The Careful Client – This 60-something recent widow was a successful entrepreneur who was very comfortable taking risks in her chosen field but has always been uncomfortable with the wild swings in the market. Having sold her business, she has $6 million, almost entirely in cash and an annual income needs of $125,000—and doesn’t want to rely at all on Social Security for her financial security.
- Protect – The careful client wants to build a mote of financial protection—three years of living expenses, or $375,000—in the stablest of the stable securities.
- Live – Earning her nickname, the Careful Client wants to populate her Live bucket with a lifetime’s worth of vehicles designed to create predictable cash flow, even if it invades the principal. It dedicates $3,750,000 to that cause, estimating a healthy, 30-year lifespan.
- Give – To reduce the tax burden of her entrepreneurial exit and support three causes that are near and dear, she slates $150,000 for a donor advised fund.
- Grow – That leaves $1,725,000 to be invested in an equity portfolio that is constructed specifically based on the Careful Client’s personal values. She sees this portfolio not so much as invested for her but for her two children and her chosen causes. If it only earned 7% per year and she lived out a full 30 years, it would be worth more than $13 million at the time of her passing.
The Generational Giver – Our last couple experienced more financial success earlier in life than they ever expected, retiring in their mid-50’s with $15 million after the company they both worked for went public. They have three children, two still in college. Still, otherwise, they live fairly frugally, their windfall considered, and they are intent on seeing their financial wherewithal do all the good it can *during* their lifetime. Their annual income need is $175,000.
- Protect – With two kids still in college and likely three weddings to come, they want to have two years’ worth of living expenses in their Protect bucket, plus $30,000 for a big family trip and $55,000 to buy a new car outright. Total needs are $435,000.
- Live – They’re not particularly skittish about market investing and know that it will be important to outpace inflation if they retire early, so they are comfortable having seven years of cash flow covered in their Live bucket, or $1,225,000 to start, with a plan to refill that bucket every seven years from the proceeds in their Grow bucket.

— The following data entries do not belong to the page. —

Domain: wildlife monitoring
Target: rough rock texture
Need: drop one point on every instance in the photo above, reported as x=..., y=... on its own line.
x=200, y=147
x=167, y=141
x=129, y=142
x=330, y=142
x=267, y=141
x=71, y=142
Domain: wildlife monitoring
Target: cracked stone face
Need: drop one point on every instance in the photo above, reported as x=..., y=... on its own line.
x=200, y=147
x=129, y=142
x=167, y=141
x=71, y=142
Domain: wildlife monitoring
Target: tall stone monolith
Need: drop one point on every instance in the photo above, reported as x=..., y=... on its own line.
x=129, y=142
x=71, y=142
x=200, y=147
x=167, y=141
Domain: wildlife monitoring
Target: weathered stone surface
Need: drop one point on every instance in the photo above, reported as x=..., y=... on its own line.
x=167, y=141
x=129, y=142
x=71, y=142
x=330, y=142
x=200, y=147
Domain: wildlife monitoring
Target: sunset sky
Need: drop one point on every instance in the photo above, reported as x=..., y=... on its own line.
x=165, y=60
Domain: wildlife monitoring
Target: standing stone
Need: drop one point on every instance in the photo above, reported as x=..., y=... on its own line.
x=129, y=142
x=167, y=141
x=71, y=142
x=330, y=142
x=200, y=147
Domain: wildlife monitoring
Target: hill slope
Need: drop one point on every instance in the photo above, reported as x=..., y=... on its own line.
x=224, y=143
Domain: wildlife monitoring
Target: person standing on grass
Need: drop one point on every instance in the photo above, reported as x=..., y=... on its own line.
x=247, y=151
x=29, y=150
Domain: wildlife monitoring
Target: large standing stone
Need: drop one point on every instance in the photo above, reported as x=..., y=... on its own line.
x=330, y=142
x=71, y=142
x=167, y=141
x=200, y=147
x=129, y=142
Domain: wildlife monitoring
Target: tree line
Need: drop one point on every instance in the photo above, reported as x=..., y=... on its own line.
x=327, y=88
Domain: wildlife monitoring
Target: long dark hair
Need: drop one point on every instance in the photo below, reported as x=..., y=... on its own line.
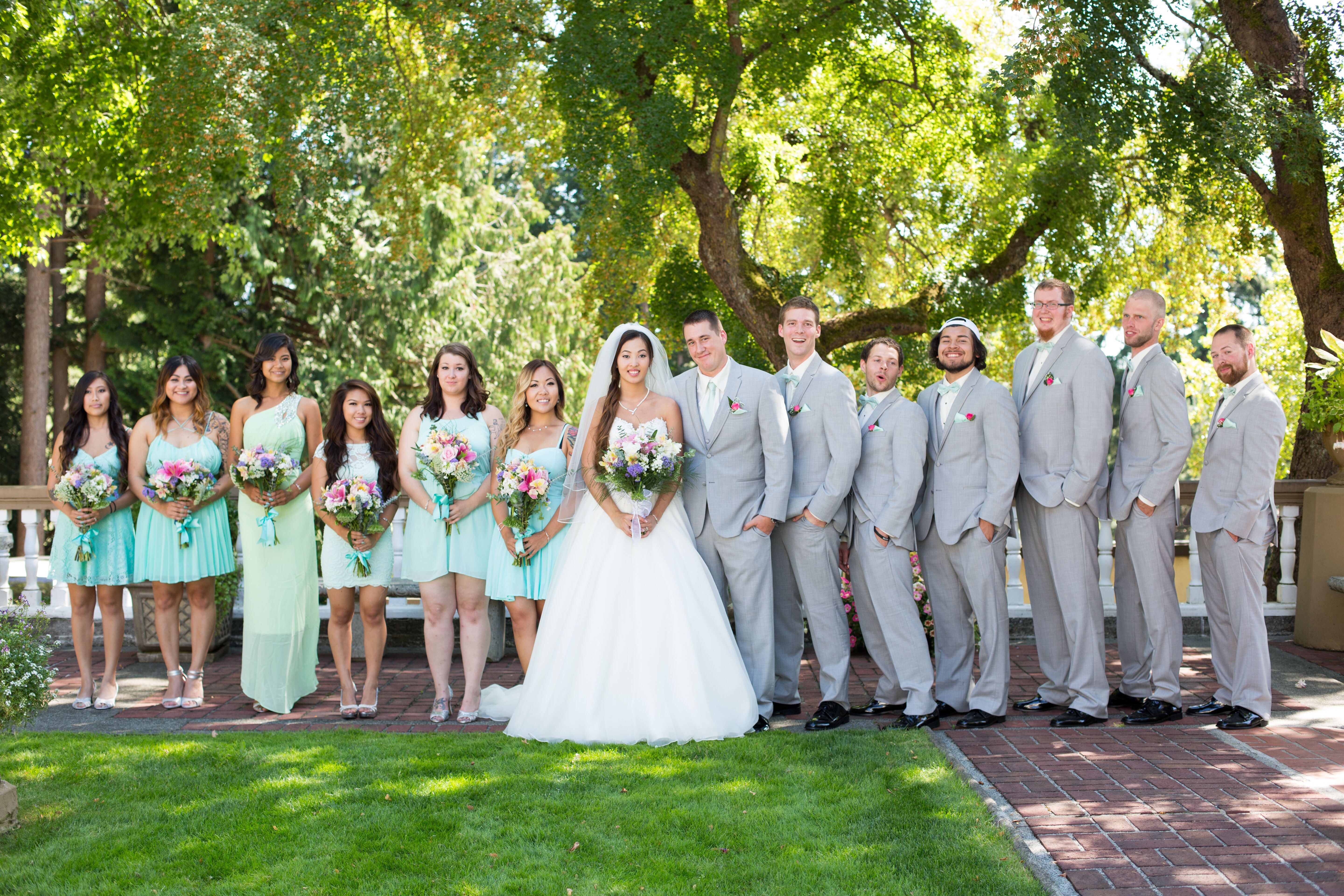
x=613, y=393
x=267, y=350
x=77, y=425
x=475, y=401
x=381, y=442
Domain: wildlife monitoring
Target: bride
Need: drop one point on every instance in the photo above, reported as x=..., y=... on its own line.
x=635, y=644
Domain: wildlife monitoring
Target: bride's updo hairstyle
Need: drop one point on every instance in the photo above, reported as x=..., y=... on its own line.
x=613, y=393
x=521, y=416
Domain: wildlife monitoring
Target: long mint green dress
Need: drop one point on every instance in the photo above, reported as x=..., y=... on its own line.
x=113, y=542
x=506, y=581
x=159, y=557
x=280, y=582
x=428, y=551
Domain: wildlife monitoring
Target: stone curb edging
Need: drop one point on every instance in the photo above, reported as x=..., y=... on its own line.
x=1031, y=851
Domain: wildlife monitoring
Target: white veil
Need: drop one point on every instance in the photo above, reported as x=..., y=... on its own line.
x=659, y=379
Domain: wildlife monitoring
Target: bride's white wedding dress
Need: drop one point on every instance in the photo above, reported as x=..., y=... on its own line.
x=634, y=645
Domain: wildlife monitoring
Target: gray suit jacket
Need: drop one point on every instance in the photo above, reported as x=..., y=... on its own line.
x=972, y=467
x=1154, y=434
x=1237, y=484
x=826, y=441
x=744, y=463
x=1066, y=425
x=890, y=476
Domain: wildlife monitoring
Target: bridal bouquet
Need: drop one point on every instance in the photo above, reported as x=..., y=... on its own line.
x=449, y=459
x=357, y=504
x=182, y=480
x=522, y=488
x=642, y=465
x=85, y=488
x=265, y=469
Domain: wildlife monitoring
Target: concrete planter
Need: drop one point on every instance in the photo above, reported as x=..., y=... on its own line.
x=147, y=639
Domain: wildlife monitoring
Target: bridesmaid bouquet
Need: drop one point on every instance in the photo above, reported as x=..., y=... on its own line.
x=182, y=480
x=522, y=488
x=355, y=503
x=265, y=469
x=449, y=459
x=85, y=488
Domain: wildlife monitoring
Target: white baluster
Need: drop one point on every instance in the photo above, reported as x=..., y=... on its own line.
x=1105, y=562
x=1015, y=592
x=32, y=593
x=1288, y=555
x=60, y=605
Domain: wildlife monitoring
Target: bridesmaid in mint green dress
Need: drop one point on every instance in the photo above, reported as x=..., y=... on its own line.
x=280, y=582
x=536, y=430
x=181, y=426
x=96, y=436
x=451, y=569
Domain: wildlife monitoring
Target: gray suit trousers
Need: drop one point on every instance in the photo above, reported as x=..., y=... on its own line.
x=1148, y=623
x=807, y=567
x=1060, y=555
x=884, y=596
x=968, y=580
x=1234, y=573
x=741, y=570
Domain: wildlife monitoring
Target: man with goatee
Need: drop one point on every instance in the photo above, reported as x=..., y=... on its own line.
x=1233, y=520
x=1154, y=444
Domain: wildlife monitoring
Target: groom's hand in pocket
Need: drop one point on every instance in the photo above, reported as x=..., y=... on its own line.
x=763, y=523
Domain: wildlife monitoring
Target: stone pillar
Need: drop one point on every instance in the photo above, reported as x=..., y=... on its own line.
x=1320, y=612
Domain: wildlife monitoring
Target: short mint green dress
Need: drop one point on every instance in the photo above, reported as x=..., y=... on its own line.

- Grow – That leaves a big number to invest in an equity-heavy portfolio—$13,340,000. If it earned 7% for seven years, it would spin off more than $7 million in growth, but the Generational Givers know the market is not always that predictable. Every seven years, they’ll peel off enough to replenish their Live bucket, but their growth plan, however, is really about their Give bucket.
- Give – It is important to the Generational Givers to be generous with their children, but they don’t want their inheritance to be a gaudy number in a portfolio that their kids won’t even see until they don’t need it anymore! Instead, they intend to be very intentional, providing gifts for their children and presumed grandchildren throughout life, both through funds and especially experiences that are designed to expand their horizons. Then, they plan to work with their children to determine a limited number of non-profit organizations with which they can all partner, fiscally AND physically, in relationship and throughout life such that they will be able to see the fruits of their collective investments.
For hundreds of years, the financial industry has required its customers and clients to invest their money through the lens of corporate speak and “financialese,” and I have no doubt that is one of the foremost reasons we see investors abandoning their plans all too often. Don’t you think it’s time that we translated investing into the language of life?